Graduate Paralegal Certificate
Undergraduate students majoring in legal studies can apply to earn their graduate paralegal certificate simultaneously with their major. A paralegal certificate does not qualify the recipient to provide legal services directly to clients or the public except as permitted by law; it prepares students to work in a law office or other law-related setting under the supervision of attorneys.
Master in the Study of Law
This program offers the foundational training of an ABA-approved paralegal certificate with specific study in one area of legal concentration (social justice, professional practice management, litigation support, conflict resolution) to graduate students from any profession who are interested in law but don’t want to work as a lawyer. See the MSL section in the Graduate Bulletin for more information.
Note: The legal studies programs do not qualify students to sit for the bar examination or to work as lawyers. Postgraduate study in an American Bar Association-approved law school after graduation from college is required to practice law.
Honors
The Legal Studies Department supports students seeking the opportunity to pursue departmental honors projects, which exhibit distinctive scholarship, originality of thought, and a high degree of relevance to a major issue in the discipline. Students interested in pursuing honors should meet with a faculty advisor early in their junior year and consult the department’s and University’s project guidelines.
Internships
Legal studies students may complete an internship as their capstone experience. Legal studies majors intern with lawyers, corporate law departments, non-profits, the courts, and government agencies.
Student Activities
Our students compete in Mock Trial, participate in Center for Justice and Law activities, volunteer with the Minnesota Justice Foundation partner organizations, and participate in the Hamline University Law and Justice Society. There are teaching assistant and work study opportunities in the department as well.
Faculty
Stephen Arnott, associate professor, co-chair. BA (Hons) 1981, University of Tasmania; JD 1994, William Mitchell College of Law. Contracts, evidence, family law, courts and testimony, international human rights law, legal interviewing. Professional Associations: Minnesota State Bar Association, American Association for Paralegal Education.
Leondra Hanson, associate professor, co-chair, director of graduate legal education. BA 1995 Concordia College, JD 1999 University of Minnesota. Admitted to the bar in Minnesota 1999, Minnesota Federal District Court 1999 and Montana 2000. Legal systems in American society, legal advocacy, policy, and practice, law in the lives of women, real property. Professional Associations: Minnesota State Bar Association, American Association for Paralegal Education.
Jeanne Kosieradzki, professor. BS 1986, Winona State University; JD 1991, William Mitchell College of Law. Legal ethics, civil litigation and trial practice, legal systems in American society, tort law. Professional Associations: Minnesota Association for Justice, Minnesota State Bar Association.

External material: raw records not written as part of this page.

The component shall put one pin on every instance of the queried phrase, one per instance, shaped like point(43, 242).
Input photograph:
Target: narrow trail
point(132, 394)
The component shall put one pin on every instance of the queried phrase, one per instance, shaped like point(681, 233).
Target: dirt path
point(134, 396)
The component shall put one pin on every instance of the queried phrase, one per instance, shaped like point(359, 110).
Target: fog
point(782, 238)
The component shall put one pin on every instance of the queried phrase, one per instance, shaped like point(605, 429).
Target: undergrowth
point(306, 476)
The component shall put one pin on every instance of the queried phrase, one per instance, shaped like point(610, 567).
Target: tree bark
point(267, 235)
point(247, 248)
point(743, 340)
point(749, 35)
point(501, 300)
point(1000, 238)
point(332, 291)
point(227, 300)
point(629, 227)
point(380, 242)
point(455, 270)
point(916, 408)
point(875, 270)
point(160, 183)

Kristin Mapel Bloomberg, professor, Endowed Chair in the Humanities. BA 1990, Hamline University; MA 1992, St. Cloud State University; PhD 1998, University of Nebraska-Lincoln. Research and teaching interests: feminist legal theory; woman suffrage and women’s social movements for legal equality, especially in the American Midwest; late-nineteenth and early-twentieth century American women’s history of civic engagement and political activism for women’s rights.
Jennifer Will, assistant professor. BA 1990, Hope College; JD 1994, University of Michigan Law School. Legal writing and research, employment law, legal advocacy, policy and practice.